We are investigating using surface acoustic waves generated on a piezo electric substrate to manipulate the motion of magnetic domain walls.

There is currently great interest in the development of solid-state magnetic data storage devices due to the limitations in speed and durability created by the moving parts in conventional hard disk drives, and by materials challenges in FLASH-based devices. Solid-state nanomagnetic devices have the potential to operate faster than both FLASH and conventional hard disks, and will not suffer from either mechanical fatigue or decay in electrical properties with repeated write cycles. Consequently, several device architectures have been developed: magnetic random access memory (MRAM), a non-volatile alternative to conventional random access memory (RAM), in which data are encoded in the magnetisation configuration of discrete nano-islands; and racetrack memory, in which data are represented by the positions of domain walls (DWs) in continuous nanowire conduits. Logic circuits based on nanomagnets have also been proposed, and promise new energy-efficient computer architectures that are inherently non-volatile. Furthermore, novel devices that exploit spin-waves (high frequency magnetic oscillations) have the potential to create low-power "magnonic" computing technologies.

In all the devices described above operations are performed by flowing electric currents, either to create magnetic fields or to directly affect the devices magnetisation through "spin-torque" effects. However, this creates heat, which lowers device efficiency. As an alternative, "composite multi-ferroic" devices have been proposed where voltages applied to piezoelectric substrates cause mechanical strains that manipulate the magnetisation of stress-sensitive magnetic layers fabricated on top of them. Current flow is then limited to that required to charge the piezoelectric layers, making such devices inherently attractive from the perspective of power efficiency.
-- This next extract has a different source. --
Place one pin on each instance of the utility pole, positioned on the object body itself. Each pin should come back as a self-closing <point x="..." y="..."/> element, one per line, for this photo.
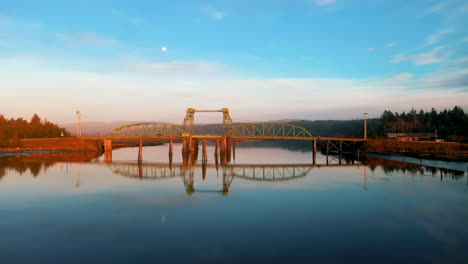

There have been numerous studies of composite multi-ferroic systems, however most have applied stresses over long timescales (seconds to minutes), with few exploring the shorter timescale excitations (of the order of nanoseconds) that would be required in real memory or logic devices. Furthermore, where dynamic studies have been performed, these have typically used stress pulses. However, piezoelectric substrates also support continuous surface acoustic waves (SAWs) that have exciting properties from the perspective of device applications:

  1. SAWs can be electrically induced using interdigitated transducers (IDTs) and propagate over distances up to centimetres with little loss thus allowing SAWs to act on large numbers of devices in simple and scalable device architectures.
  2. SAWs have frequencies that are well matched to those of spin-waves, thus potentially allowing more efficient excitation of high frequency rmagnetisation dynamics.
  3. Coherent SAWs may be interfered to create standing waves, allowing spatially varying interaction landscapes to be created without complex lithography.

Despite these exciting features, there been relatively few studies into the functionality of SAWs in composite multi-ferroics, and those that have been performed have focused on extended thin films rather than device-relevant nanostructures. In this project, we will combine experiments and numerical modelling at the Universities of Sheffield and Leeds to develop a new framework for the control of magnetisation dynamics in composite multi-ferroic devices using electrically-induced surface acoustic waves (SAWs).